"Plus cela change, plus c'est la même chose"
Deux mots sur l'état du pays.A un moment où une sorte d’extase s’empare des médias français, il est intéressant de se poser quelques questions sur l’état réel du pays.
On connaît le livre de Robert Escarpit, le Littératron, Flammarion, 1964, chef d’œuvre méconnu de la littérature politique dont l’actualité ne saurait être trop soulignée.
Un ordinateur est gorgé des phrases que les Français adorent entendre. On choisit un individu à peu près débile et on le présente à une élection. Il se contente de débiter les phrases creuses recombinées par l’ordinateur. Il est élu haut la main.
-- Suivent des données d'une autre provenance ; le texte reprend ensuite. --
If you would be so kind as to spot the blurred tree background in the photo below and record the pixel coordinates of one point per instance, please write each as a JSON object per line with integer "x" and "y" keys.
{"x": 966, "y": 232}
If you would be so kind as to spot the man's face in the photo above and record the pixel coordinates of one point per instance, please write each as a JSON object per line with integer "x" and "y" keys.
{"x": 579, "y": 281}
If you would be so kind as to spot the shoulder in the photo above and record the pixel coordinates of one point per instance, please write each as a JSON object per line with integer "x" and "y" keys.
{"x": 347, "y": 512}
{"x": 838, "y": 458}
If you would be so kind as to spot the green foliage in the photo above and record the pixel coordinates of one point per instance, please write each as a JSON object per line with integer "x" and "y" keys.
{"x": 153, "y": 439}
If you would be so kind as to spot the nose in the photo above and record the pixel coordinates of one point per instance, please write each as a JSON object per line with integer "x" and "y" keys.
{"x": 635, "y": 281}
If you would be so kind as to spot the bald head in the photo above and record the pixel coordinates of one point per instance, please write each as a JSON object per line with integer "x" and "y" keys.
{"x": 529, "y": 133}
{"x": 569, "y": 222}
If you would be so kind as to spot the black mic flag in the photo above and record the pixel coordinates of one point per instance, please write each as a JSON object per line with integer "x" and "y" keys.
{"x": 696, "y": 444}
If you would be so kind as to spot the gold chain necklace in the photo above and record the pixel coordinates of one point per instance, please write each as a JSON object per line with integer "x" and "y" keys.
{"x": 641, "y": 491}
Toute ressemblance avec la campagne d’Emmanuel Macron et le vote massif pour les inconnus de LREM ne saurait être qu'accidentelle.
L’ère des bons sentiments intéressés, la bienveillance obligatoire, le politiquement correct, le ressassement médiatique des mêmes slogans jusqu’à l’indigestion par des journalistes-perroquets, le resserrement de la richesse autour des obligés du pouvoir, la confiscation du dit-pouvoir par la noblesse étatique, ont pris une extension telle qu’il est presqu’interdit aujourd’hui de ne pas chanter les louanges du jeune Dieu qu’un destin heureux a mis à la tête de la France en le nimbant d’une vertu essentielle, la Baraka. En deux coups de serre cuillère et en un coup de Trump, il a restauré l’image de la France, enchanté l’Europe, réglé la question du Liban et recréé une dynamique économique basée sur l’optimisme et la confiance, en dépit des croassements des Insoumis déprimés par l’effondrement des mobilisations syndicales abusives et de quelques retraités grognons échaudés par la hausse massive de la CSG.
Quelle est réalité de la situation, telle qu’on peut la voir quand on s’affranchit de considérations politiques, des transports psychologiques et des manipulations médiatiques ?
Elle est d’abord dans le ralliement presque total au « macronisme » de toute la communauté politique fermée des hauts fonctionnaires. Celui d’Alain Juppé, après celui de son protégé, Philippe, clôt la série. Symétriquement, la diabolisation de l’Enarque Wauquier, qui a le mauvais goût de ne pas se rallier, va bon train. La France vit l’acmé de l’Enarchie Compassionnelle.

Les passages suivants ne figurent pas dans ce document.